GREFFIERE LORS DES DEBATS : Mme Sarah BOURDEAUDUCQ, greffière-placée
PRONONCE :
A l’audience publique du Conseiller de la mise en état de la Première Chambre Civile de la Cour d’Appel d’Amiens le 21 janvier 2026 par mise à disposition de l’ordonnance au greffe, l’ordonnance a été rendue par Mme Agnès FALLENOT, Présidente faisant fonction de Conseiller de la mise en état, qui a signé la minute avec Mme Sarah BOURDEAUDUCQ, greffière placée.
DECISION
FAITS ET PROCEDURE
Par contrat du 8 avril 2023, M. [G] [D] et son épouse, Mme [E] [F], ont donné à bail à Mme [N] [Y] et M. [P] [R] un local à usage d’habitation situé à [Adresse 14], pour un loyer mensuel de 650 euros.
Par acte du même jour, Mme [S] [K], Mme [Z] [B] et M. [T] [Y] se sont portés cautions solidaires des loyers, indemnités d’occupation et dégradations locatives pour une durée de trois ans.
Par lettre recommandée avec accusé de réception du 13 juin 2023, la mairie de [Localité 9] a adressé aux bailleurs une demande de mise en conformité du logement au décret relatif aux caractéristiques du logement décent et au règlement sanitaire départemental dans un délai d’un mois, étant précisé qu’un arrêté du 26 août 2022 avait autorisé les bailleurs à mettre en location le logement sous conditions d’avoir produit les garanties de renouvellement de l’air de la salle de bain et la conformité de la mise à la terre de l’installation électrique.
Un état des lieux de sortie par commissaire de justice a été réalisé le 23 juin 2023 en la présence des bailleurs et de deux personnes mandatées par les locataires.

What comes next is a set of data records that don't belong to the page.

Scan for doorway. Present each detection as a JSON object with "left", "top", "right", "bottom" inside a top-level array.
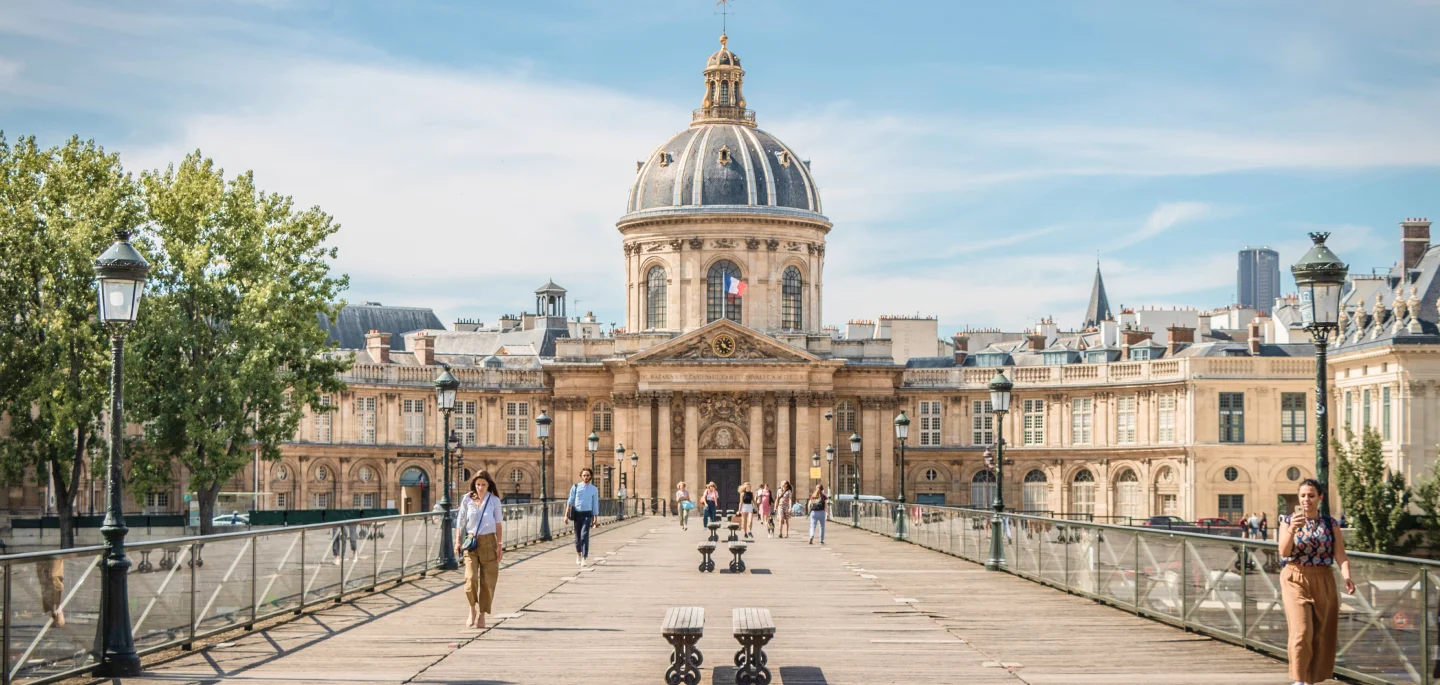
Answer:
[{"left": 700, "top": 459, "right": 740, "bottom": 511}]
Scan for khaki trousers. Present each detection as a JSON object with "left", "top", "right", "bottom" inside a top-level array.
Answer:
[
  {"left": 465, "top": 532, "right": 500, "bottom": 613},
  {"left": 1280, "top": 564, "right": 1341, "bottom": 682}
]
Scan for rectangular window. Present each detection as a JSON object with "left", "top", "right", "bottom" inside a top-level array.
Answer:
[
  {"left": 400, "top": 400, "right": 425, "bottom": 445},
  {"left": 920, "top": 400, "right": 940, "bottom": 448},
  {"left": 971, "top": 400, "right": 995, "bottom": 445},
  {"left": 315, "top": 394, "right": 330, "bottom": 442},
  {"left": 1220, "top": 495, "right": 1246, "bottom": 524},
  {"left": 356, "top": 397, "right": 374, "bottom": 445},
  {"left": 1280, "top": 393, "right": 1305, "bottom": 442},
  {"left": 1115, "top": 396, "right": 1139, "bottom": 443},
  {"left": 1156, "top": 394, "right": 1175, "bottom": 443},
  {"left": 451, "top": 400, "right": 478, "bottom": 448},
  {"left": 1220, "top": 393, "right": 1246, "bottom": 442},
  {"left": 1380, "top": 386, "right": 1390, "bottom": 440},
  {"left": 1070, "top": 397, "right": 1094, "bottom": 445},
  {"left": 505, "top": 402, "right": 530, "bottom": 448},
  {"left": 1020, "top": 400, "right": 1045, "bottom": 445}
]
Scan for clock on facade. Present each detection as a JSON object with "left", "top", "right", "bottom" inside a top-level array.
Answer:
[{"left": 710, "top": 332, "right": 734, "bottom": 357}]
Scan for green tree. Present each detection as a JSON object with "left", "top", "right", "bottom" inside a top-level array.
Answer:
[
  {"left": 127, "top": 151, "right": 350, "bottom": 534},
  {"left": 0, "top": 135, "right": 141, "bottom": 547},
  {"left": 1331, "top": 426, "right": 1410, "bottom": 554}
]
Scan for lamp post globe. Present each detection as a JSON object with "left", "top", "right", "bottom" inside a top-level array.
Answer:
[
  {"left": 536, "top": 409, "right": 554, "bottom": 543},
  {"left": 435, "top": 364, "right": 459, "bottom": 571},
  {"left": 1290, "top": 233, "right": 1349, "bottom": 517},
  {"left": 92, "top": 230, "right": 150, "bottom": 678},
  {"left": 985, "top": 371, "right": 1015, "bottom": 571},
  {"left": 894, "top": 409, "right": 910, "bottom": 540}
]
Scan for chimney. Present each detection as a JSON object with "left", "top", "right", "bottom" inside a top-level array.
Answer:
[
  {"left": 1165, "top": 325, "right": 1195, "bottom": 357},
  {"left": 1400, "top": 219, "right": 1430, "bottom": 271},
  {"left": 364, "top": 328, "right": 390, "bottom": 364},
  {"left": 415, "top": 331, "right": 435, "bottom": 367}
]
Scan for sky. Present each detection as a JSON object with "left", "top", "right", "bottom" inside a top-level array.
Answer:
[{"left": 0, "top": 0, "right": 1440, "bottom": 335}]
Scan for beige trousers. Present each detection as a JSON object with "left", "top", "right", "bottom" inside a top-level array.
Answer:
[
  {"left": 1280, "top": 564, "right": 1341, "bottom": 682},
  {"left": 465, "top": 532, "right": 500, "bottom": 613}
]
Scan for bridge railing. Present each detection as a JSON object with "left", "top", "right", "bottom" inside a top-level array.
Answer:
[
  {"left": 831, "top": 501, "right": 1440, "bottom": 685},
  {"left": 0, "top": 499, "right": 638, "bottom": 685}
]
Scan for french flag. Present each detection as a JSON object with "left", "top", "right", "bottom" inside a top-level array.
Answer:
[{"left": 724, "top": 273, "right": 744, "bottom": 298}]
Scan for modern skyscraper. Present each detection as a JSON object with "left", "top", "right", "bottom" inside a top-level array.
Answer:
[{"left": 1236, "top": 248, "right": 1280, "bottom": 312}]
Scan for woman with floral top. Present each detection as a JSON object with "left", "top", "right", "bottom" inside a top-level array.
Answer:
[{"left": 1280, "top": 478, "right": 1355, "bottom": 685}]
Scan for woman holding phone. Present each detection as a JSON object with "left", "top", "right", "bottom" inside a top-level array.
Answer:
[{"left": 1280, "top": 478, "right": 1355, "bottom": 685}]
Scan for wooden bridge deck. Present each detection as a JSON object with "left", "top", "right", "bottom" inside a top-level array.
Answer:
[{"left": 101, "top": 518, "right": 1289, "bottom": 685}]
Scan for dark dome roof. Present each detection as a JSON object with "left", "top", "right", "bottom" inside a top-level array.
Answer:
[{"left": 626, "top": 124, "right": 825, "bottom": 220}]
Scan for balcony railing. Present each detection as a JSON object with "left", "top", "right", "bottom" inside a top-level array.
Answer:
[{"left": 831, "top": 501, "right": 1440, "bottom": 685}]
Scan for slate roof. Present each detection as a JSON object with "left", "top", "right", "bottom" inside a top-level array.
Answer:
[{"left": 315, "top": 304, "right": 445, "bottom": 351}]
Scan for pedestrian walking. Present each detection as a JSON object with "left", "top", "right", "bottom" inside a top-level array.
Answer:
[
  {"left": 776, "top": 481, "right": 795, "bottom": 538},
  {"left": 755, "top": 484, "right": 775, "bottom": 538},
  {"left": 701, "top": 481, "right": 720, "bottom": 525},
  {"left": 564, "top": 468, "right": 600, "bottom": 566},
  {"left": 455, "top": 471, "right": 505, "bottom": 629},
  {"left": 675, "top": 481, "right": 696, "bottom": 531},
  {"left": 1280, "top": 478, "right": 1355, "bottom": 685},
  {"left": 805, "top": 484, "right": 829, "bottom": 544}
]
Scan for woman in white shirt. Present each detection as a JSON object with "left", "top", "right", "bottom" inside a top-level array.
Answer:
[{"left": 455, "top": 471, "right": 505, "bottom": 629}]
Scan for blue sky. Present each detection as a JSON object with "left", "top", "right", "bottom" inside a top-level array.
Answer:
[{"left": 0, "top": 0, "right": 1440, "bottom": 331}]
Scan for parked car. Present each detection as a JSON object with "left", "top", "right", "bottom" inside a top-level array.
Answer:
[{"left": 1140, "top": 517, "right": 1189, "bottom": 528}]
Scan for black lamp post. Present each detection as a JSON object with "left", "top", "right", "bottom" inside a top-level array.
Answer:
[
  {"left": 536, "top": 409, "right": 554, "bottom": 543},
  {"left": 92, "top": 230, "right": 150, "bottom": 678},
  {"left": 435, "top": 364, "right": 459, "bottom": 571},
  {"left": 985, "top": 371, "right": 1015, "bottom": 571},
  {"left": 850, "top": 432, "right": 860, "bottom": 528},
  {"left": 1290, "top": 233, "right": 1349, "bottom": 517},
  {"left": 896, "top": 409, "right": 910, "bottom": 540}
]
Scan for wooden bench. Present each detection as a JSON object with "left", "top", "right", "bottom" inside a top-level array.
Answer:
[
  {"left": 730, "top": 607, "right": 775, "bottom": 685},
  {"left": 725, "top": 540, "right": 749, "bottom": 573},
  {"left": 660, "top": 606, "right": 706, "bottom": 685},
  {"left": 696, "top": 541, "right": 716, "bottom": 573}
]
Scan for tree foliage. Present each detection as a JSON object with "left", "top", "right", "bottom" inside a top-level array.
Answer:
[
  {"left": 127, "top": 151, "right": 350, "bottom": 532},
  {"left": 0, "top": 135, "right": 141, "bottom": 547},
  {"left": 1331, "top": 426, "right": 1410, "bottom": 554}
]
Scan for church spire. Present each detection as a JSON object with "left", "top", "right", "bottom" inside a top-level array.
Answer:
[
  {"left": 690, "top": 33, "right": 755, "bottom": 127},
  {"left": 1081, "top": 260, "right": 1115, "bottom": 328}
]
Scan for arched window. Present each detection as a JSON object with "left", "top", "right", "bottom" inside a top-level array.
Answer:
[
  {"left": 1115, "top": 469, "right": 1140, "bottom": 518},
  {"left": 645, "top": 266, "right": 665, "bottom": 330},
  {"left": 835, "top": 400, "right": 855, "bottom": 440},
  {"left": 706, "top": 259, "right": 742, "bottom": 324},
  {"left": 590, "top": 402, "right": 613, "bottom": 433},
  {"left": 1070, "top": 469, "right": 1094, "bottom": 515},
  {"left": 971, "top": 469, "right": 995, "bottom": 507},
  {"left": 780, "top": 266, "right": 805, "bottom": 330},
  {"left": 1024, "top": 469, "right": 1050, "bottom": 514}
]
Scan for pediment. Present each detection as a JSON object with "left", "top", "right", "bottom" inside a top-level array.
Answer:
[{"left": 628, "top": 319, "right": 819, "bottom": 364}]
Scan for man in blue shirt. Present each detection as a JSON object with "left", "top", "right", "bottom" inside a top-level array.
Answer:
[{"left": 564, "top": 469, "right": 600, "bottom": 566}]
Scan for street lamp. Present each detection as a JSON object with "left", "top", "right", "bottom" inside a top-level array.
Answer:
[
  {"left": 985, "top": 371, "right": 1015, "bottom": 571},
  {"left": 92, "top": 229, "right": 150, "bottom": 678},
  {"left": 896, "top": 409, "right": 910, "bottom": 540},
  {"left": 850, "top": 432, "right": 860, "bottom": 528},
  {"left": 1290, "top": 233, "right": 1349, "bottom": 517},
  {"left": 435, "top": 364, "right": 459, "bottom": 571},
  {"left": 536, "top": 409, "right": 554, "bottom": 543}
]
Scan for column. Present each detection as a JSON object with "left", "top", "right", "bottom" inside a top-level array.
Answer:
[
  {"left": 629, "top": 391, "right": 660, "bottom": 498},
  {"left": 746, "top": 391, "right": 769, "bottom": 489},
  {"left": 685, "top": 390, "right": 706, "bottom": 499},
  {"left": 775, "top": 393, "right": 798, "bottom": 489},
  {"left": 655, "top": 390, "right": 673, "bottom": 499}
]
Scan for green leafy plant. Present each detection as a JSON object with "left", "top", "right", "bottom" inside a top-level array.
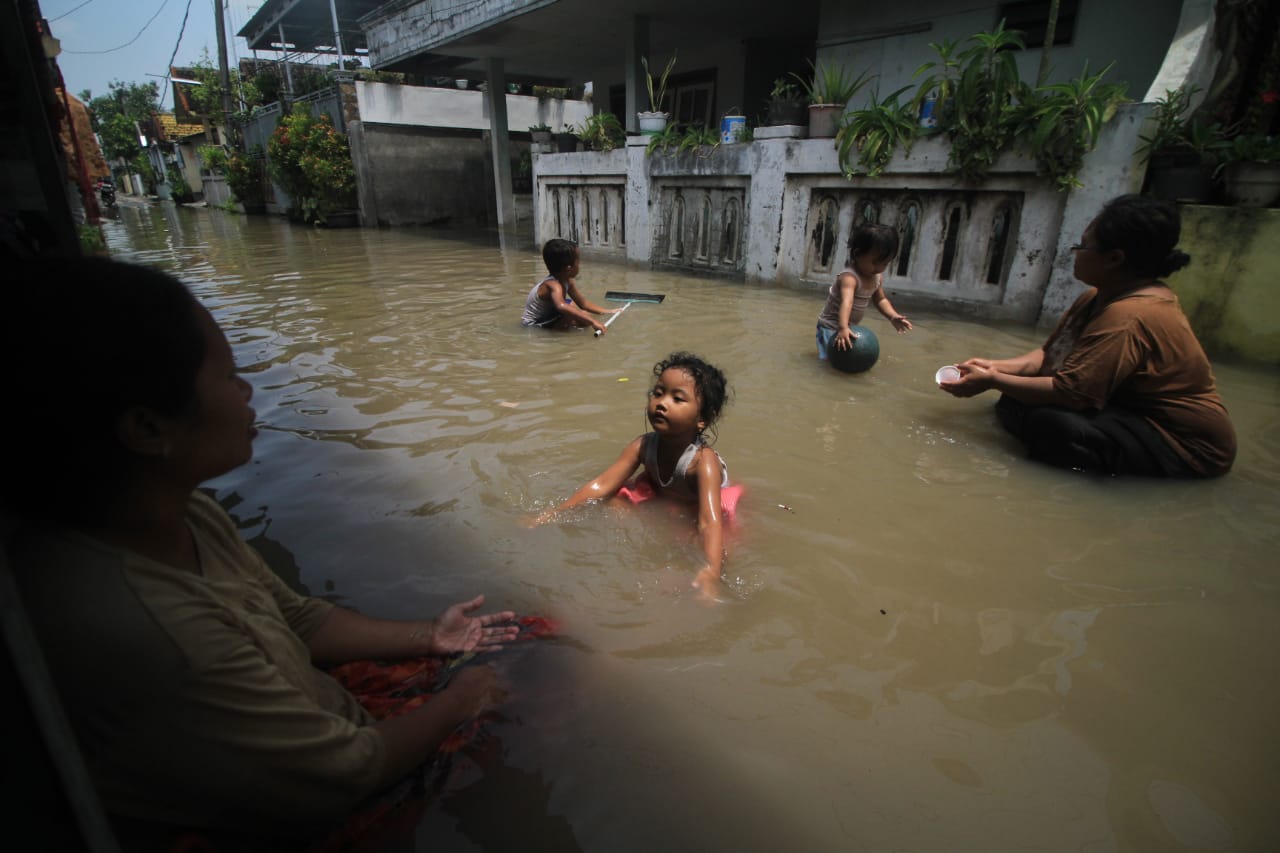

Un second état des lieux sous la même forme a été réalisé le 2 août 2023 en présence des bailleurs, des locataires et de M. [T] [Y].
Le commissaire de justice a dressé le même jour un procès-verbal de constat des opérations d’expertise diligentée par les experts des assurances des parties.
L’expert d’assurance des bailleurs a rédigé un rapport daté du 3 août 2023.
Le 30 septembre 2023, les bailleurs ont mis en demeure par courrier les locataires de régler des loyers impayés, des sommes au titre des dégradations locatives, des frais de commissaire de justice et de conseil.
Les locataires ont répondu par courrier du 9 octobre 2023 en faisant état d’un problème d’humidité et de moisissures du logement.
Un commissaire de justice a dressé un procès-verbal de constat le 10 décembre 2024 contenant la retranscription d’un fichier audio créé le 10 décembre 2024 fourni par Mme [D].
Par assignation du 19 juin 2024, M. et Mme [D] ont saisi le juge des contentieux de la protection de Beauvais afin d’obtenir, sous le bénéfice de l’exécution provisoire, la condamnation solidaire de Mme [N] [Y], M. [P] [R], Mme [Z] [B], Mme [S] [K] et M. [T] [Y] à leurs payer diverses sommes.
Par jugement rendu le 28 avril 2025, le juge des contentieux de la protection du tribunal judiciaire de Beauvais a :
— écarté des débats la pièce n°12 communiquée par le conseil de M. [G] [D] et Mme [E] [F] épouse [D] ;
— débouté M et Mme [D] de leur demande en paiement des arriérés de loyers ;
— condamné solidairement Mme [N] [Y], M. [P] [R], Mme [Z] [B], Mme [S] [K] et M. [T] [Y] à payer à M et Mme [D] la somme de 530 euros au titre des réparations locatives avec intérêt au taux légal à compter du 19 juin 2024 ;
— autorisé Mme [Y], M. [R], Mme [B], Mme [K] et M. [Y] à se libérer de leur condamnation dans un délai de 10 mois, par le biais de paiements mensuels et successifs de 50 euros devant intervenir le 10 de chaque mois, et pour le premier versement le 10 du mois suivant la signification de la présente décision (ou selon accord des parties), la dernière mensualité devant solder la dette en principal, intérêts et frais, sauf meilleur accord entre les parties ;
— dit qu’en cas de défaut de paiement, même partiel, d’une mensualité à son terme et après mise en demeure restée sans effet pendant quinze jours, le solde dû sera immédiatement exigible ;
— débouté M et Mme [D] de leur demande de dommages et intérêts au titre du préjudice moral ;
— condamné M et Mme [D] à payer à Mme [Y] et M. [R] la somme de 950 euros au titre du préjudice matériel ;
— condamné M et Mme [D] à payer à Mme [Y] et M. [R] la somme de 1 798,20 euros au titre de leur préjudice de jouissance ;
— débouté Mme [Y] et M. [R] de leur demande de dommages et intérêts au titre de leur préjudice moral ;
— débouté les parties du surplus de leurs demandes ;
— dit que chacune des parties conservera la charge de ses propres dépens ;
— débouté M et Mme [D] de leur demande au titre de l’article 700 du code de procédure civile ;
— condamné M et Mme [D] à payer à Mme [Y], M. [R], Mme [B], Mme [K] et M. [Y] la somme de 1 700 euros au titre de l’article 700 du code de procédure civile.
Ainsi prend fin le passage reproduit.